To use NeMo Curator's video curation capabilities, ensure your system meets these requirements:

#### Operating System

* **Ubuntu 24.04, 22.04, or 20.04** (required for GPU-accelerated video processing)
* Other Linux distributions may work but are not officially supported

#### Python Environment

* **Python 3.10, 3.11, or 3.12**
* **uv package manager** for dependency management
* **Git** for model and repository dependencies

#### GPU Requirements

* **NVIDIA GPU required** (CPU-only mode not supported for video processing)
* **Architecture**: Volta™ or newer (compute capability 7.0+)
  * Examples: V100, T4, RTX 2080+, A100, H100
* **CUDA**: Version 12.0 or above
* **VRAM**: Minimum requirements by configuration:
  * Basic splitting + embedding: \~16GB VRAM
  * Full pipeline (splitting + embedding + captioning): \~38GB VRAM
  * Reduced configuration (lower batch sizes, FP8): \~21GB VRAM

#### Software Dependencies

* **FFmpeg 8.0+** with H.264 encoding support
  * GPU encoder: `h264_nvenc` (recommended for performance)
  * CPU encoders: `libopenh264` or `libx264` (fallback options)

<Tip>
  If `uv` is not installed, refer to the [Installation Guide](/admin/installation) for setup instructions, or install it quickly with:

  ```bash
  curl -LsSf https://astral.sh/uv/0.8.22/install.sh | sh
  source $HOME/.local/bin/env
  ```
</Tip>

***

## Install

Create and activate a virtual environment, then choose an install option:

<Tabs>
  <Tab title="PyPI">
    ```bash
    uv pip install torch wheel_stub psutil setuptools setuptools_scm
    uv pip install --no-build-isolation "nemo-curator[video_cuda12]"
    ```
  </Tab>

  <Tab title="Source">
    ```bash
    git clone https://github.com/NVIDIA-NeMo/Curator.git
    cd Curator
    uv sync --extra video_cuda12 --all-groups
    source .venv/bin/activate
    ```
  </Tab>

  <Tab title="NeMo Curator Container">
    NeMo Curator is available as a standalone container:

    ```bash
    # Pull the container
    docker pull nvcr.io/nvidia/nemo-curator:{{ container_version }}

    # Run the container
    docker run --gpus all -it --rm nvcr.io/nvidia/nemo-curator:{{ container_version }}
    ```

    <Note>
      For details on container environments and configurations, see [Container Environments](/reference/infra/container-environments).
    </Note>
  </Tab>
</Tabs>

## Install FFmpeg and Encoders

Curator’s video pipelines rely on `FFmpeg` for decoding and encoding. If you plan to encode clips (for example, using `--transcode-encoder libopenh264` or `h264_nvenc`), install `FFmpeg` with the corresponding encoders.

<Tabs>
  <Tab title="Debian/Ubuntu (Script)">
    Use the maintained script in the repository to build and install `FFmpeg` with `libopenh264` and NVIDIA NVENC support.
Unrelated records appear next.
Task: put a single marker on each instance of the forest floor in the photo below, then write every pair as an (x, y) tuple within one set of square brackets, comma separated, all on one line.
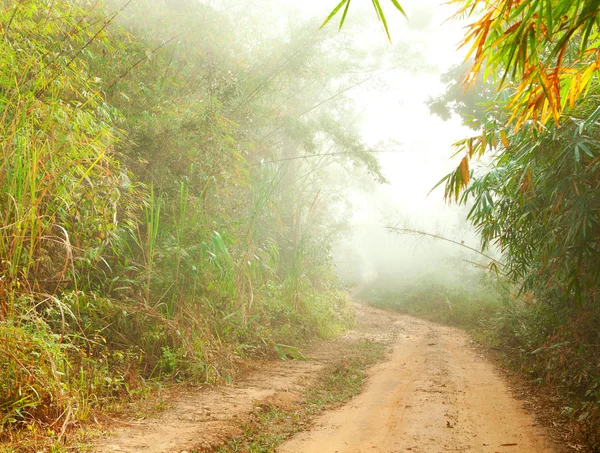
[(434, 391)]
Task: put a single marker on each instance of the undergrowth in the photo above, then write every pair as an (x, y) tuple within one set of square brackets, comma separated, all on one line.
[(272, 425), (553, 345), (142, 241)]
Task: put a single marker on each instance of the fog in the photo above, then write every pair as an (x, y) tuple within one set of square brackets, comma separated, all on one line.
[(394, 111), (414, 146)]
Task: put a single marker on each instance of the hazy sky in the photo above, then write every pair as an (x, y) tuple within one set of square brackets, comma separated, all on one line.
[(399, 113)]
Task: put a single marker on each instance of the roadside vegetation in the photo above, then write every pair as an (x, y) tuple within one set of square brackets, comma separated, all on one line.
[(272, 424), (530, 177), (158, 221)]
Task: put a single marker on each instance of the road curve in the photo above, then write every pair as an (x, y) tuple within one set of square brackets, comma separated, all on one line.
[(435, 394)]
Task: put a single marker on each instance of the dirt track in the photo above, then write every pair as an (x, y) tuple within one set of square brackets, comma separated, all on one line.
[(435, 394)]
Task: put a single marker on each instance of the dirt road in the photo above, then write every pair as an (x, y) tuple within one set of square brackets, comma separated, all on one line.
[(435, 394)]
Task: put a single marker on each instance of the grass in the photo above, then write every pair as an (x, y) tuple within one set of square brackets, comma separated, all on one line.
[(339, 382)]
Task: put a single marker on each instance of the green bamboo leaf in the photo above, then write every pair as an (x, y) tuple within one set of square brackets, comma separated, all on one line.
[(381, 17), (344, 15), (399, 8), (334, 12)]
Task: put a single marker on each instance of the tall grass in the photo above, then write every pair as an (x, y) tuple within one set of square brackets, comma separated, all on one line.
[(137, 242)]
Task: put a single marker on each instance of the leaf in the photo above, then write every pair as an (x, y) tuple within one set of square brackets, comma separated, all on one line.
[(334, 12), (399, 8)]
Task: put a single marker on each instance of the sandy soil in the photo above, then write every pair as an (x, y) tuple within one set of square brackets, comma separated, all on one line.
[(435, 394), (201, 420)]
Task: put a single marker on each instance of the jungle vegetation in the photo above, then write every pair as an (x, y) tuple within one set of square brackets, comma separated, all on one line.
[(159, 221), (530, 91)]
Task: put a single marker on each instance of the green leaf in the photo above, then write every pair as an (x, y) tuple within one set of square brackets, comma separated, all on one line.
[(334, 12), (399, 8)]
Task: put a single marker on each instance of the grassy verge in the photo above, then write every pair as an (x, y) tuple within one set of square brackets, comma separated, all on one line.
[(553, 349), (272, 424)]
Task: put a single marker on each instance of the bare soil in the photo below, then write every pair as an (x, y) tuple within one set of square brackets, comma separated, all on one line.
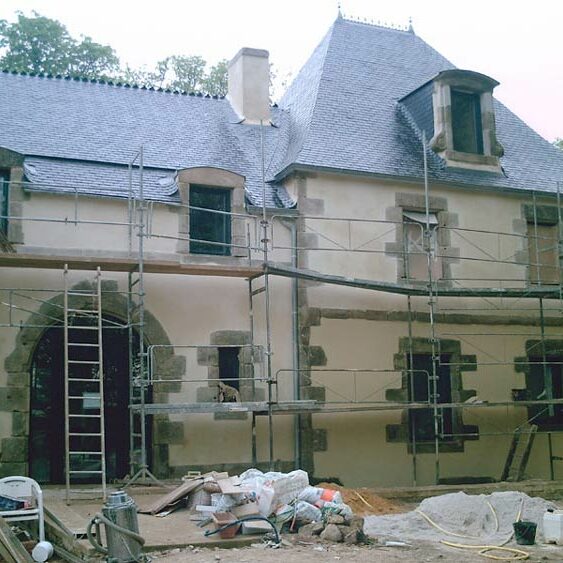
[(422, 552)]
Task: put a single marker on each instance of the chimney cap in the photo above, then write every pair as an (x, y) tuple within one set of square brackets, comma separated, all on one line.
[(249, 51)]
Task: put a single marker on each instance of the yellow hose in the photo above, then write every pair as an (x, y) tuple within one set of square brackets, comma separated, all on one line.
[(516, 554), (519, 554)]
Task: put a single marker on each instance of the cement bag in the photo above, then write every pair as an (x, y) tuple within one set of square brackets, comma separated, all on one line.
[(318, 495), (305, 512), (281, 489), (301, 511), (336, 508)]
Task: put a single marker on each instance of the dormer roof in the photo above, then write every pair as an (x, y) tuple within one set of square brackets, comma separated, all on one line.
[(360, 103)]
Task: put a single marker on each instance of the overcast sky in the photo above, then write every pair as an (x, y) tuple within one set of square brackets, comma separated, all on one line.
[(518, 43)]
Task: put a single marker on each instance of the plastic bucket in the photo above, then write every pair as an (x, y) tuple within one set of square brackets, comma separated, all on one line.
[(525, 532)]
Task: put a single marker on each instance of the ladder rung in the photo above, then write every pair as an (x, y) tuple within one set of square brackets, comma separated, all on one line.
[(87, 311)]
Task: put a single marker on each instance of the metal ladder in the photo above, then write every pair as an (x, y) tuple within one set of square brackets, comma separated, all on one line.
[(85, 456)]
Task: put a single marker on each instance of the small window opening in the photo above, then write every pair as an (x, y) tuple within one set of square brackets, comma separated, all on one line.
[(466, 122), (210, 231), (421, 421), (543, 252), (4, 196), (416, 262), (545, 383), (229, 366)]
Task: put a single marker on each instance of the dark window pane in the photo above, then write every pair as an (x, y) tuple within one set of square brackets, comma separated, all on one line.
[(209, 226), (545, 385), (421, 421), (466, 122), (4, 177), (229, 366)]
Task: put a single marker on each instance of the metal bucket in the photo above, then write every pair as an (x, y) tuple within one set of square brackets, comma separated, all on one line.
[(122, 511)]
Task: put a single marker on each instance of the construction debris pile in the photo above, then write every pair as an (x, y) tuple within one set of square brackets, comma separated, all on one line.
[(476, 518), (261, 503)]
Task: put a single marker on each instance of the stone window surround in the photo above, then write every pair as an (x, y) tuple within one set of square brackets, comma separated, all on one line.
[(209, 356), (407, 201), (13, 162), (15, 397), (400, 433), (213, 178), (534, 348), (543, 215), (442, 142)]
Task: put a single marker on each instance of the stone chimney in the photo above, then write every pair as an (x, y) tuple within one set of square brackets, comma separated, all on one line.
[(249, 85)]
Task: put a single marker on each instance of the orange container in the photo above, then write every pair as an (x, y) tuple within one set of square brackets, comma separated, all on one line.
[(223, 518)]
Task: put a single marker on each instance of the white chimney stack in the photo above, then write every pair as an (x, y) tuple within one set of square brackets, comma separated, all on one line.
[(249, 85)]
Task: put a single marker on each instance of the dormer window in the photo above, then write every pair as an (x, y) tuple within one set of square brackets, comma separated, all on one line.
[(464, 120), (467, 129)]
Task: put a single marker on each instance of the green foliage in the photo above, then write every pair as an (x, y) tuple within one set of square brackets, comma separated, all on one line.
[(41, 45), (38, 44)]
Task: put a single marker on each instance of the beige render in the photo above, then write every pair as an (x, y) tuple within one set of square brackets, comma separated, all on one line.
[(356, 221)]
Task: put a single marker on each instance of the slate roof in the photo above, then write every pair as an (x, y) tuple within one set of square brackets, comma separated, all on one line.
[(349, 109), (346, 114), (81, 134)]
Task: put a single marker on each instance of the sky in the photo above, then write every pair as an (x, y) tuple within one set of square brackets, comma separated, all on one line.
[(516, 42)]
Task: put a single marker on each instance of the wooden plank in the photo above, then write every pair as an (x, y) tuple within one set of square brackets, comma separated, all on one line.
[(173, 496), (12, 549), (127, 264)]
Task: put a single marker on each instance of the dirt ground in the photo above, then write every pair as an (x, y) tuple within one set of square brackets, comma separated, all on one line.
[(335, 552)]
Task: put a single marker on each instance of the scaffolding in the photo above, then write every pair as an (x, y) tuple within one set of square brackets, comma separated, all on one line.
[(508, 293)]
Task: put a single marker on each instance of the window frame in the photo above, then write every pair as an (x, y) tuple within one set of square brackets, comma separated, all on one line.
[(202, 246), (474, 121), (426, 416), (539, 272), (229, 365), (4, 201), (417, 219)]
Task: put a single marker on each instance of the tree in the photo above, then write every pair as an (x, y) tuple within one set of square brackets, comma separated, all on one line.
[(41, 45), (216, 82)]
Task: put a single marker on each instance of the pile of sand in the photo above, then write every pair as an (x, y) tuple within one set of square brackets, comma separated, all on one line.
[(469, 515), (363, 501)]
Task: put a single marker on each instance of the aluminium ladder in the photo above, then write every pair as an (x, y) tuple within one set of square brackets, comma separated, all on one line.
[(85, 456)]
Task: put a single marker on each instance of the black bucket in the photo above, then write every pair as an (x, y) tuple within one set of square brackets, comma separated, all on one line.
[(525, 532)]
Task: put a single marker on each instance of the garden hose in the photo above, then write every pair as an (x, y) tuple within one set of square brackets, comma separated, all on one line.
[(516, 554)]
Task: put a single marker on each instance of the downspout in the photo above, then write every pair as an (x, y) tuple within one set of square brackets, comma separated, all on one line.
[(291, 225)]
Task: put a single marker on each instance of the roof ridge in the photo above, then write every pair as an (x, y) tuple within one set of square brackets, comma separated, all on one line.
[(105, 82), (326, 40), (382, 25)]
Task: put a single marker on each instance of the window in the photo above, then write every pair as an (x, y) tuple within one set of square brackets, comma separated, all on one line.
[(210, 231), (545, 385), (4, 194), (466, 122), (229, 366), (416, 259), (421, 421), (543, 253)]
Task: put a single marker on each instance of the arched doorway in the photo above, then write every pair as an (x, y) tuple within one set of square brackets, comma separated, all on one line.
[(46, 436)]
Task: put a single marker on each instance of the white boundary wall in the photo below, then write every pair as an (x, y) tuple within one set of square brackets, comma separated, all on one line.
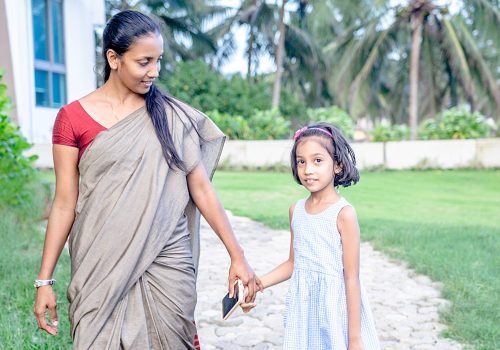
[(445, 154)]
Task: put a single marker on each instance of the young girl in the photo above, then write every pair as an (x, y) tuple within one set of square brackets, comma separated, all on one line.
[(325, 305)]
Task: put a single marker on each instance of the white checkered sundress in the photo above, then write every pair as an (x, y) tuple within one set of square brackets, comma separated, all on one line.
[(316, 307)]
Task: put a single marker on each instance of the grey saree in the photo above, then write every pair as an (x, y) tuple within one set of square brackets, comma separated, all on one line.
[(134, 244)]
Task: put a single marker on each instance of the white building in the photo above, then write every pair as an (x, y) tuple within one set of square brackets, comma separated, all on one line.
[(47, 53)]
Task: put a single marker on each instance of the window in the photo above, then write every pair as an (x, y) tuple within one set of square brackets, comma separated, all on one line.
[(50, 69)]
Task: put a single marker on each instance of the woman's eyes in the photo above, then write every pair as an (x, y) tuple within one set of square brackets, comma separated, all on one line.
[(301, 162)]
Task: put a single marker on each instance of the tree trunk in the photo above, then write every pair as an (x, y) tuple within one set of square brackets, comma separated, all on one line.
[(280, 53), (250, 54), (416, 40)]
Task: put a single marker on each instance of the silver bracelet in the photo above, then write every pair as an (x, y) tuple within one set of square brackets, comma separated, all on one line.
[(41, 283)]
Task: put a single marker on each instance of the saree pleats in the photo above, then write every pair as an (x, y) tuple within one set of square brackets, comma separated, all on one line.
[(134, 244)]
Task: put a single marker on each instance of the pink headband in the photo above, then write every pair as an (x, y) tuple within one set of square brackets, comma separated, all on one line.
[(300, 131)]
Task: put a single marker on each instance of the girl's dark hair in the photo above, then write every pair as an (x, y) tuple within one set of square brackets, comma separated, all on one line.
[(121, 31), (338, 148)]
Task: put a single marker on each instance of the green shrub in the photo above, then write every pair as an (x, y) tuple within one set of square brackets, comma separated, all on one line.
[(455, 123), (234, 127), (17, 173), (203, 88), (333, 115), (268, 125), (383, 133)]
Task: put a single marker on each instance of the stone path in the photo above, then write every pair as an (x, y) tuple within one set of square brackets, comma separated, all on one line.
[(405, 305)]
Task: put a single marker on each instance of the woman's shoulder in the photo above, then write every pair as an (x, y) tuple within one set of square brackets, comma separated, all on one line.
[(71, 110), (183, 110)]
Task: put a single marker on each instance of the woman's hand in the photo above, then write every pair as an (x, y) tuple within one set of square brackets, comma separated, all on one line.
[(241, 270), (46, 299), (246, 307), (355, 344)]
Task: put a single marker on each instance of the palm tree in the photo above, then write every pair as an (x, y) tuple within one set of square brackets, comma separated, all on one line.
[(185, 25), (417, 55), (299, 61)]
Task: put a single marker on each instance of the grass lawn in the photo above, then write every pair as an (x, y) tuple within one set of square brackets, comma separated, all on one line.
[(446, 224)]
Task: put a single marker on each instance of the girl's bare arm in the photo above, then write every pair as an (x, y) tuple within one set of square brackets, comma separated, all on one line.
[(204, 196), (283, 271), (347, 224)]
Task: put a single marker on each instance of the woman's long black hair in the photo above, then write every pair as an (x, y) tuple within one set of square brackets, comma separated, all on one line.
[(338, 148), (121, 31)]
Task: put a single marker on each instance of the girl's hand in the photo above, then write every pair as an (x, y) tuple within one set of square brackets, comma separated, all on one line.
[(246, 307), (241, 270), (355, 344), (46, 299)]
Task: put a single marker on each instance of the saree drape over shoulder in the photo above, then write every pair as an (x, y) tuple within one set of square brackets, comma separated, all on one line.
[(134, 244)]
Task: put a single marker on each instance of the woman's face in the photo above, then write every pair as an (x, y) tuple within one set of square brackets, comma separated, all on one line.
[(140, 65)]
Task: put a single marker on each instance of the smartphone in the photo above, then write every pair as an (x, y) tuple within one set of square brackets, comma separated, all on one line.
[(231, 304)]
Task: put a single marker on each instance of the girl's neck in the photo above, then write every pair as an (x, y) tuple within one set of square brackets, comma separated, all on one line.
[(327, 196)]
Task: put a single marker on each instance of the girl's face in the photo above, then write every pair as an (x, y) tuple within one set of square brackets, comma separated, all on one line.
[(139, 66), (315, 166)]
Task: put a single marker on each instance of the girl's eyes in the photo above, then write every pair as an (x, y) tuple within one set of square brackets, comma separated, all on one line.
[(146, 62)]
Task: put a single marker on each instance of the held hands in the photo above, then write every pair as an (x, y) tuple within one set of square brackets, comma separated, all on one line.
[(247, 306), (241, 270), (355, 344), (46, 299)]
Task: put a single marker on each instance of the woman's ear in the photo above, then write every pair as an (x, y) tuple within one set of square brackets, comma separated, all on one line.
[(113, 58)]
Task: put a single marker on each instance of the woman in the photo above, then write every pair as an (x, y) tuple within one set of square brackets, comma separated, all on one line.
[(132, 167)]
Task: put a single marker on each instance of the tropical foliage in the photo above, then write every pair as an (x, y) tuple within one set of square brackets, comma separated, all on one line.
[(333, 115), (455, 123), (401, 61)]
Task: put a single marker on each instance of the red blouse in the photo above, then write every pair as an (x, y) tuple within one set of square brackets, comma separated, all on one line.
[(75, 127)]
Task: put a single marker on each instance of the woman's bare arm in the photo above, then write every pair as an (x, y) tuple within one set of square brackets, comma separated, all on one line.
[(62, 215), (204, 196)]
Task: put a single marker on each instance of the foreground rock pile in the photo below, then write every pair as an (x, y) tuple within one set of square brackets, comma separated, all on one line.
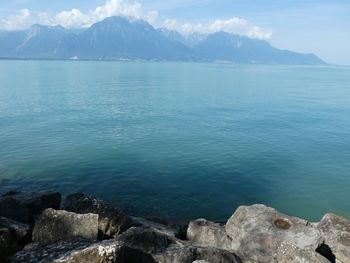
[(36, 227)]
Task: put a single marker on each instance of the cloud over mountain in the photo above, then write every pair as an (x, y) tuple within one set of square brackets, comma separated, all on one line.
[(75, 18)]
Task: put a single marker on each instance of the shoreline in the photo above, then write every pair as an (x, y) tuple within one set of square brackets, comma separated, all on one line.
[(41, 227)]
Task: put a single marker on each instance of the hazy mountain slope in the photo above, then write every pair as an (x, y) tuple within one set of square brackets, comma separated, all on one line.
[(228, 47), (119, 38)]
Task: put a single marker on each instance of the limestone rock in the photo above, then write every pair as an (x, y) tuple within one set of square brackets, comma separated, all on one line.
[(54, 225), (11, 208), (24, 207), (172, 229), (289, 253), (81, 251), (145, 239), (21, 232), (8, 245), (112, 221), (206, 233), (336, 234), (188, 253), (257, 231)]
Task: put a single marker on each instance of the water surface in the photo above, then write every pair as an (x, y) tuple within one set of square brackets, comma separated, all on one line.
[(179, 140)]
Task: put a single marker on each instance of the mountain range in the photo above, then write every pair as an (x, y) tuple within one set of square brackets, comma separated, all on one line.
[(117, 38)]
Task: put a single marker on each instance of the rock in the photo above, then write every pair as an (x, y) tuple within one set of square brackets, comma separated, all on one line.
[(112, 221), (24, 207), (11, 208), (188, 253), (145, 239), (54, 225), (78, 251), (206, 233), (172, 229), (257, 231), (335, 234), (289, 253), (8, 245), (165, 249), (20, 232)]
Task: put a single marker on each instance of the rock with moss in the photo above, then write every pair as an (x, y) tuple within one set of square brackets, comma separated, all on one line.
[(336, 235), (57, 225), (112, 221), (206, 233)]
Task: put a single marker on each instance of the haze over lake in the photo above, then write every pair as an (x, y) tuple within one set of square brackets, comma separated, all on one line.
[(180, 140)]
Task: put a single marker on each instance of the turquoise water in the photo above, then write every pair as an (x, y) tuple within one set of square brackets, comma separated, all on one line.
[(179, 140)]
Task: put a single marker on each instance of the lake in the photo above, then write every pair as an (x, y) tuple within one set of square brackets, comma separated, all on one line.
[(179, 140)]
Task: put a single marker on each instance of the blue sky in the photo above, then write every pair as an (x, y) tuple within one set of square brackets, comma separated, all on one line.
[(318, 26)]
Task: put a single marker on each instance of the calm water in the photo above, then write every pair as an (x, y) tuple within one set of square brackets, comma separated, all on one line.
[(179, 140)]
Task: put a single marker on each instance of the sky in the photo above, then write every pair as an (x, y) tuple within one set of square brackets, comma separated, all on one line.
[(321, 27)]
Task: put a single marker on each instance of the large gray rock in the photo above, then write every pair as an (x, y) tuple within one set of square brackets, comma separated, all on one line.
[(188, 253), (79, 251), (336, 234), (257, 231), (173, 229), (24, 207), (289, 253), (11, 208), (8, 245), (206, 233), (13, 237), (20, 232), (167, 249), (54, 225), (146, 239), (112, 221)]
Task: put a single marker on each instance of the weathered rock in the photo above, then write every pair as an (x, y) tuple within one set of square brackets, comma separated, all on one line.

The script enables `--enable-libopenh264`, `--enable-cuda-nvcc`, and `--enable-libnpp`.

    * Script source: [docker/common/install\_ffmpeg.sh](https://github.com/NVIDIA-NeMo/Curator/blob/main/docker/common/install_ffmpeg.sh)

    ```bash
    curl -fsSL https://raw.githubusercontent.com/NVIDIA-NeMo/Curator/main/docker/common/install_ffmpeg.sh -o install_ffmpeg.sh
    chmod +x install_ffmpeg.sh
    sudo bash install_ffmpeg.sh
    ```
  </Tab>

  <Tab title="Verify Installation">
    Confirm that `FFmpeg` is on your `PATH` and that at least one H.264 encoder is available:

    ```bash
    ffmpeg -hide_banner -version | head -n 5
    ffmpeg -encoders | grep -E "h264_nvenc|libopenh264|libx264" | cat
    ```

    If encoders are missing, reinstall `FFmpeg` with the required options or use the Debian/Ubuntu script above.
  </Tab>
</Tabs>

Refer to [Clip Encoding](/curate-video/process-data/transcoding) to choose encoders and verify NVENC support on your system.

### Available Models

Embeddings convert each video clip into a numeric vector that captures visual and semantic content. Curator uses these vectors to:

* Remove near-duplicate clips during duplicate removal
* Enable similarity search and clustering
* Support downstream analysis such as caption verification

NeMo Curator supports two embedding model families:

#### Cosmos-Embed1 (Recommended)

**Cosmos-Embed1 (default)**: Available in three variants—**cosmos-embed1-224p**, **cosmos-embed1-336p**, and **cosmos-embed1-448p**—which differ in input resolution and accuracy/VRAM tradeoff. All variants are automatically downloaded to `MODEL_DIR` on first run.

| Model Variant          | Resolution | VRAM Usage | Speed   | Accuracy | Best For                                       |
| ---------------------- | ---------- | ---------- | ------- | -------- | ---------------------------------------------- |
| **cosmos-embed1-224p** | 224×224    | \~8GB      | Fastest | Good     | Large-scale processing, initial curation       |
| **cosmos-embed1-336p** | 336×336    | \~12GB     | Medium  | Better   | Balanced performance and quality               |
| **cosmos-embed1-448p** | 448×448    | \~16GB     | Slower  | Best     | High-quality embeddings, fine-grained matching |

**Model links:**

* [cosmos-embed1-224p on Hugging Face](https://huggingface.co/nvidia/cosmos-embed1-224p)
* [cosmos-embed1-336p on Hugging Face](https://huggingface.co/nvidia/cosmos-embed1-336p)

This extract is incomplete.